Big piles of kludges usually arise from training a kludge finding algorithm (like deep learning). So the only ways agents could get AI building kludges is from making dumb AI's or reading human writings.
Alternately, maybe the AI has sophisticated self reflection. It is looking at its own kludges and trying to figure out what it values. In which case, does the AI's metaethics contain a simplicity prior? With a strong simplicity prior, an agent with a bunch of kludges that mostly maximized diamond could turn into an actual crystaline diamond maximizer. If it doesn't have that simplicity prior, I would guess it ended up optimizing some complicated utility function. (But probably producing a lot of diamond as it did so, diamond isn't the only component of it's utility, but it is a big one.)
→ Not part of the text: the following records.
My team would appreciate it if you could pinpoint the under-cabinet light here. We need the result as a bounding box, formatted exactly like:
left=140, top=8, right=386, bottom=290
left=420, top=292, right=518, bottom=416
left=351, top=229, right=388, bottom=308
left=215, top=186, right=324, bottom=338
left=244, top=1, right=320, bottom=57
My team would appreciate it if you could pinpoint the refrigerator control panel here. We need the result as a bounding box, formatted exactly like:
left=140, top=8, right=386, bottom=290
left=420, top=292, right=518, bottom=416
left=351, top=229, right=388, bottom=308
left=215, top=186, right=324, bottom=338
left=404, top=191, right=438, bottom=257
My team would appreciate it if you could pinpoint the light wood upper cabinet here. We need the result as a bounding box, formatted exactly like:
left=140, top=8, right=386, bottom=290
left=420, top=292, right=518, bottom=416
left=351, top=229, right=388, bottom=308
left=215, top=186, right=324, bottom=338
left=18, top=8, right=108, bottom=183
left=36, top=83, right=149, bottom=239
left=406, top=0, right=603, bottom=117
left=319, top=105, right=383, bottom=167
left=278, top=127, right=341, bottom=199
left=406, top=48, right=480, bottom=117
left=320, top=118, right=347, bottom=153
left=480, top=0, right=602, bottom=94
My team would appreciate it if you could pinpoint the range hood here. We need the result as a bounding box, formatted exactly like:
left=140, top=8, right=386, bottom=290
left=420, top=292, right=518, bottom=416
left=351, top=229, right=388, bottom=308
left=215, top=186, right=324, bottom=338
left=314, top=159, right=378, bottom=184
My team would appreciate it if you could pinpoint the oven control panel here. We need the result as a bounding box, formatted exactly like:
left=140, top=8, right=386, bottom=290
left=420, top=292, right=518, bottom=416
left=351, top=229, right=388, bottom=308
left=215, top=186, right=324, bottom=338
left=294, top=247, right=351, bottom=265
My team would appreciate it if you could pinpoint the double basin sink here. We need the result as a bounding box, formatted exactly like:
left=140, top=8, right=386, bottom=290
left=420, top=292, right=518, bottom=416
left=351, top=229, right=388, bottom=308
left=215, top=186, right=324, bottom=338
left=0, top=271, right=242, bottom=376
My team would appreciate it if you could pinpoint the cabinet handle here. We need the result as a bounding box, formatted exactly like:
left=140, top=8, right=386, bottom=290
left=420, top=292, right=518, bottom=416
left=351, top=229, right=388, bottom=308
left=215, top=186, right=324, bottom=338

For my part, I expect a pile of kludges (learned via online model-based RL) to eventually guide the AI into doing self-reflection. (Self-reflection is, after all, instrumentally convergent.) If I’m right, then it would be pretty hard to reason about what will happen during self-reflection in any detail. Likewise, it would be pretty hard to intervene in how the self-reflection will work.
E.g. we can’t just “put in” or “not put in” a simplicity prior. The closest thing that we could do is try to guess whether or not a “simplicity kludge” would have emerged, and to what extent that kludge would be active in the particular context of self-reflection, etc.—which seems awfully fraught.
To be clear, while I think it would be pretty hard to intervene on the self-reflection process, I don’t think it’s impossible. I don’t have any great ideas right now but it’s one of the things I’m working on.